In a dimly lit car park in Khartoum, Anita Saimon and her all-female dance troupe are practicing their moves.
But just a year ago, this impromptu rehearsal could have had dire consequences.
Under former President Omar al-Bashir, just the fact that Anita and the other dancers are wearing trousers could have seen them flogged.
(SOUNDBITE) (Arabic) DANCER WITH VOICE OF NUBA TROUPE, ANITA SAIMON, SAYING:
"Before the revolution our shows were inside specific, suitable venues, during events, or things like that. But now that there's freedom we're practicing in parking lots, we've started to work normally without any restrictions."
Bashir's three decades in power were marked by stringent social and religious rules.
But since he was overthrown in April, the country's morality police have melted away.
In November, authorities repealed a notorious public order law used to impose conservative Islamic social codes.
(SOUNDBITE) (Arabic) MUSICIAN, SOMEYA SALAH, SAYING:
"We understand that change won't happen tomorrow because of the revolution, it will take time. But what's new after the revolution is that there is hope."
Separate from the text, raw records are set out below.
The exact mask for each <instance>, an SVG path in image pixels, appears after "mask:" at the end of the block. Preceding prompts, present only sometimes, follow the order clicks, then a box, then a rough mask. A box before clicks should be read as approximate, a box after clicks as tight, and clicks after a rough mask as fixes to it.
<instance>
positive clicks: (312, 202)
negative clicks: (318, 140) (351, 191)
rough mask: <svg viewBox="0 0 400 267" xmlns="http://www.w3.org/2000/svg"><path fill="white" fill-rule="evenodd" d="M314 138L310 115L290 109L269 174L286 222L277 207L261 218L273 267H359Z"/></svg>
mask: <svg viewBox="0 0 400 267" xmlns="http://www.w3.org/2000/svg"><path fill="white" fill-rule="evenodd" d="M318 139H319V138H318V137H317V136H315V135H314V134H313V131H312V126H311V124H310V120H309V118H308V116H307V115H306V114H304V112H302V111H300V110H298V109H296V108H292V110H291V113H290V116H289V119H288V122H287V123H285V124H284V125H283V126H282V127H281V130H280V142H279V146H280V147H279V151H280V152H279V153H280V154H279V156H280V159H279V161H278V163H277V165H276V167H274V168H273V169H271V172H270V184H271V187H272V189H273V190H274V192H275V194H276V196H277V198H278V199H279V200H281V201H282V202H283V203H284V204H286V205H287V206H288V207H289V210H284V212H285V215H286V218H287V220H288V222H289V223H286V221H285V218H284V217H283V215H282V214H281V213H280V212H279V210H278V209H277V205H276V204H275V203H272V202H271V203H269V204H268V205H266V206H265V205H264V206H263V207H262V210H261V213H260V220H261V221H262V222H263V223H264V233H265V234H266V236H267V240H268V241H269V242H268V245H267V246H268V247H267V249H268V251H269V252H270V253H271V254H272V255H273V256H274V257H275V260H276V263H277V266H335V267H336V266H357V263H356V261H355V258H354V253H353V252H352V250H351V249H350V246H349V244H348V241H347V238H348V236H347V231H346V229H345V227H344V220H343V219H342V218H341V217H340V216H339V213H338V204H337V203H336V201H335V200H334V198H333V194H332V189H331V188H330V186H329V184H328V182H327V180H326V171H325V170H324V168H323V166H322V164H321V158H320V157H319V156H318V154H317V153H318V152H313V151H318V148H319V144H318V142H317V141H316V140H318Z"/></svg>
Many women say they can now wear what they want and there's been an explosion in artistic expression.
Music producer Mohamed Abdulaziz says genres such as hip hop and rap - previously seen as subversive - have flourished.
(SOUNDBITE) (Arabic) MUSIC PRODUCER, MOHAMED ABDULAZIZ, SAYING:
"Revolution, change, freedom, our rights, our duty towards our country, and how we will build it. There are new and rich topics. So it helped a lot, and started increasing amongst musicians."
But some say the social changes are shallow; restrictive laws remain in place and women, who helped lead the uprising are still under-represented.
Activists complain that legislation underlying the public order law has not yet been repealed and that women are not protected from sexual harassment or rape.
And they say progress is uncertain under a power sharing deal between civilian groups and the military.